Nel frattempo anche un’altra categoria di “farmaci” si fa largo, ossia gli anticorpi monoclonali. Come funzionano e chi può averne accesso?
“I monoclonali sono l’alternativa importante ai farmaci tradizionali quando questi non funzionano o in casi molto severi, quando – come accennato – non è possibile somministrare dosi elevate di farmaci senza correre rischi di reazioni avverse. Si somministrano tramite iniezioni (in genere una al mese) solo presso centri ospedalieri e in casi molto ben selezionati. Occorrono, quindi, dei requisiti. L’identikit del paziente che può ricevere queste terapie non è legato all’età, quanto piuttosto alla gravità dell’allergia. Tra questi, infatti, ci sono anche molti bambini, per esempio con asma grave.
Ma quali sono, nel dettaglio, i requisiti necessari per ricevere gli anticorpi monoclonali?
“È necessario che il soggetto sia affetto da malattia allergica, che non risponda ai trattamenti convenzionali, che abbia crisi ripetute nonostante le terapie tradizionali alle quali si deve essere sottoposto e che queste prevedano un dosaggio elevato tale per cui corra rischi di effetti collaterali – precisa l’allergologo – Questi principi valgono sia per l’asma grava che per la dermatite atopica grave, che è una malattia infiammatoria della pelle, ampiamente diffusa su tutta la superficie del corpo e che porta un prurito insopportabile.
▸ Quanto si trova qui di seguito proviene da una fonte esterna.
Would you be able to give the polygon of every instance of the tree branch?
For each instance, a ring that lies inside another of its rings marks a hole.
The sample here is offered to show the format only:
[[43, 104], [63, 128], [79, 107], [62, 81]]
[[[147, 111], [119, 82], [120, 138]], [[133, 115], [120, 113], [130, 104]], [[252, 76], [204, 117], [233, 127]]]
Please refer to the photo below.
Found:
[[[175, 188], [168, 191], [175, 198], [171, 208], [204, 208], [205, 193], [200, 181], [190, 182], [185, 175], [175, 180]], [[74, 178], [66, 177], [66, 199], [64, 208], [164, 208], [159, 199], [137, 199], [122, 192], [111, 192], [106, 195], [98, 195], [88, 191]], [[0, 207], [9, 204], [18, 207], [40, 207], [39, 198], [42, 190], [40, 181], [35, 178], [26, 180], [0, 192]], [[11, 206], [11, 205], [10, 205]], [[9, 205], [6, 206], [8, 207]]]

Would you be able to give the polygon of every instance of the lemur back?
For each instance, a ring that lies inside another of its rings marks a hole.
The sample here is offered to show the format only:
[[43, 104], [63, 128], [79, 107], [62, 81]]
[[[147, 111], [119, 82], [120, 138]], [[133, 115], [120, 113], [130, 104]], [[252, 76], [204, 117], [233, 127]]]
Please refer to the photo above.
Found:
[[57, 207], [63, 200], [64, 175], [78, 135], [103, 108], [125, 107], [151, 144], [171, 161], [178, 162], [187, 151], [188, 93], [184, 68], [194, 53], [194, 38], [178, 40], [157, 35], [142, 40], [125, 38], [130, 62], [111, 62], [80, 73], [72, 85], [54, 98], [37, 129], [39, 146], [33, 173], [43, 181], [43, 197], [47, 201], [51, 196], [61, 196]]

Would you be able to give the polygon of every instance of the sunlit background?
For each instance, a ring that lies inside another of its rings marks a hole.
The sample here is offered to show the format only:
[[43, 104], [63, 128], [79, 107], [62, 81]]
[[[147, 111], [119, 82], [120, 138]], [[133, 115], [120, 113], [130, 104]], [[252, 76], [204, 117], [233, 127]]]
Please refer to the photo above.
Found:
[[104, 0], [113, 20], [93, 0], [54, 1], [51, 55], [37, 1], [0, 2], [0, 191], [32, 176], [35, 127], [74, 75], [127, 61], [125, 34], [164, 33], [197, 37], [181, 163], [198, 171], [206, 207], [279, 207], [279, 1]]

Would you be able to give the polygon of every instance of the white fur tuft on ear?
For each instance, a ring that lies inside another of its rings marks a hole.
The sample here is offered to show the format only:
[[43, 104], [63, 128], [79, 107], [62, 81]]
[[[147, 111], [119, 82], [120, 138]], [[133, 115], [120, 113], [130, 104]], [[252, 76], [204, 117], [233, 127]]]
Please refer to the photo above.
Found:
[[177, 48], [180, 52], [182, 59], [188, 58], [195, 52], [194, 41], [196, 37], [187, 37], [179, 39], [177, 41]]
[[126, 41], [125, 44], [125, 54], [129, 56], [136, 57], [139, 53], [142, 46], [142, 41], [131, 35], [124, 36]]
Quando questo, per esempio, è tale da impedire un sonno adeguato anche di notte, che quindi si riflette negativamente sulle funzionai vitali giornaliere, come andare a scuola o al lavoro, allora si configura una forma severa di allergia tale da richiedere l’accesso ai monoclonali”. “Infine per l’orticaria, che è un altro caso per cui si prevedono queste cure, è necessario che il soggetto abbia seguito i trattamenti convenzionali per almeno 4/6 settimane continuative (come gli antistaminici) senza che queste abbiano dato risultati positivi. Fortunatamente i soggetti di questo tipo non sono tanti, ma per loro i monoclonali sono fondamentali perché le allergie impediscono loro di vivere in modo sereno”, conclude Marseglia.